Mission scientists are treating the UA-led Phoenix Lander’s much-anticipated delivery of ice-rich soil to its test ovens with extra caution after the team discovered a short circuit in the instrument.
According to a statement released July 1, a team assessing ‘Phoenix’ discovered a short circuit in its Thermal and Evolved Gas Analyzer (TEGA) and concluded that another short circuit could occur when it is used again.
“”Since there is no way to assess the probability of another short circuit occurring, we are taking the most conservative approach and treating the next sample to TEGA as possibly our last,”” said Peter Smith in the statement. Smith leads the mission as its principal investigator.
‘Phoenix’ was sent to Mars in large part to analyze ice just underneath the surface of its polar regions and to determine if the Martian soil supports the conditions necessary for life. TEGA is used to “”bake”” soil samples in its ovens and then “”sniff”” any gases that they might release to analyze the soil’s content.
‘Phoenix’ team members believe that the short circuit was caused when one of TEGA’s ovens was vibrated repeatedly over several days in order to break up clumpy
Martian soil and deliver it to the oven.
Delivery to any TEGA oven requires
vibration, but the first soil samples taken by ‘Phoenix’ needed a few extra shakes because the soil was clumpier than what scientists had expected.
Even if TEGA cannot be used after its next experiment, ‘Phoenix’ has a host of other scientific instruments at its disposal for its 90-day mission, including an optical microscope, wet chemistry lab and meteorological station.
Mission officials said that extensive tests are going to be conducted to make sure that TEGA gets an oven full of ice-rich soil. The team has to prepare ‘Phoenix’ to deliver any samples quickly so that no ice evaporates in the extremely cold and dry Martian environment during the delivery process.
According to a statement released yesterday, ‘Phoenix’ started scraping for ice on Monday to find the best way to deliver a sample to TEGA. Sampling Martian ice is easier said than done, however, because of its hardness, said Ray Arvidson who leads the mission’s robotic arm team. He compared scraping up Martian ice to scraping up a sidewalk.
“”We expected ice and icy soil to be very strong because of the cold temperatures. It certainly looks like this is the case,’ Arvidson said.
‘Phoenix’ did manage to scrape up two small piles of icy material after scraping the surface 100 times on Monday. Because the piles were so small, less than four teaspoonfuls of material, the lander’s robotic arm had difficulty collecting the samples into its scoop.

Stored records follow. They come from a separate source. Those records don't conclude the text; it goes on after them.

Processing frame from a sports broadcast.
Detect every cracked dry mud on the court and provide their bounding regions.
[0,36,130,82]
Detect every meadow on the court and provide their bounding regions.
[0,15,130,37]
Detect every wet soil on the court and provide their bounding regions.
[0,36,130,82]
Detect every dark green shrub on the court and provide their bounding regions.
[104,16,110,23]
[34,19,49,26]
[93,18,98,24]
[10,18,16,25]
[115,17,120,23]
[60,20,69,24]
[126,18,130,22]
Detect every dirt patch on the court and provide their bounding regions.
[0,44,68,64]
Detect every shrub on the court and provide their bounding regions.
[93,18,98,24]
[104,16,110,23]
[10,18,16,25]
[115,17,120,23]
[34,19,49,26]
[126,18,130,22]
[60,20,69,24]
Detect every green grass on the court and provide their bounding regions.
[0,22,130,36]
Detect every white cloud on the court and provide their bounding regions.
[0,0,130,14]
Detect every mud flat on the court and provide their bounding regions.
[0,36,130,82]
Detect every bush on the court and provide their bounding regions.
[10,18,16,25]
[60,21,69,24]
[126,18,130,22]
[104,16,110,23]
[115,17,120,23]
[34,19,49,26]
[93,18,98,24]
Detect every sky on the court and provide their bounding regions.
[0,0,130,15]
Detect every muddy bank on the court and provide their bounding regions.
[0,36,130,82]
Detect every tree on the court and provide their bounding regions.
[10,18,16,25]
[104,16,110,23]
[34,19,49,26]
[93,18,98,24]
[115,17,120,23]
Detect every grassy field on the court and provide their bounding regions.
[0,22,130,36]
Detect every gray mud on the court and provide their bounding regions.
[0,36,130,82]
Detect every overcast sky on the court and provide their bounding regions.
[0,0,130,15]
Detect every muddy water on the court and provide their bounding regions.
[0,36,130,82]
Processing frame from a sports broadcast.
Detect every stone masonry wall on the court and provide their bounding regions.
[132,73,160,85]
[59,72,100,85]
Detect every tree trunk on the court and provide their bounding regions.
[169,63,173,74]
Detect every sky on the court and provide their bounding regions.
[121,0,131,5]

“”It’s like trying to pick up dust with a dustpan, but without a broom,”” said Robotic Arm team member Richard Volpe.
In the meantime, the ‘Phoenix’ team will continue practicing to find the best way to sample the long-sought-after ice. The team will begin testing ways that ‘Phoenix’ can use a high-speed motorized rasp on its robotic arm to scrape at the collect samples from the hard surfaces. Team members will begin testing these methods at their Payload Interoperability Testbed which uses a working model of ‘Phoenix’ to practice mission maneuvers here on Earth.
Currently, ‘Phoenix’ continues to analyze the Martian surface with its other available instruments. Mission officials announced Sunday that a second soil sample was delivered to the lander’s wet chemistry lab, which will be analyzed this week. The results will be compared to the lab’s first sample, which showed that the Martian soil contains some of the basic nutrients needed for life.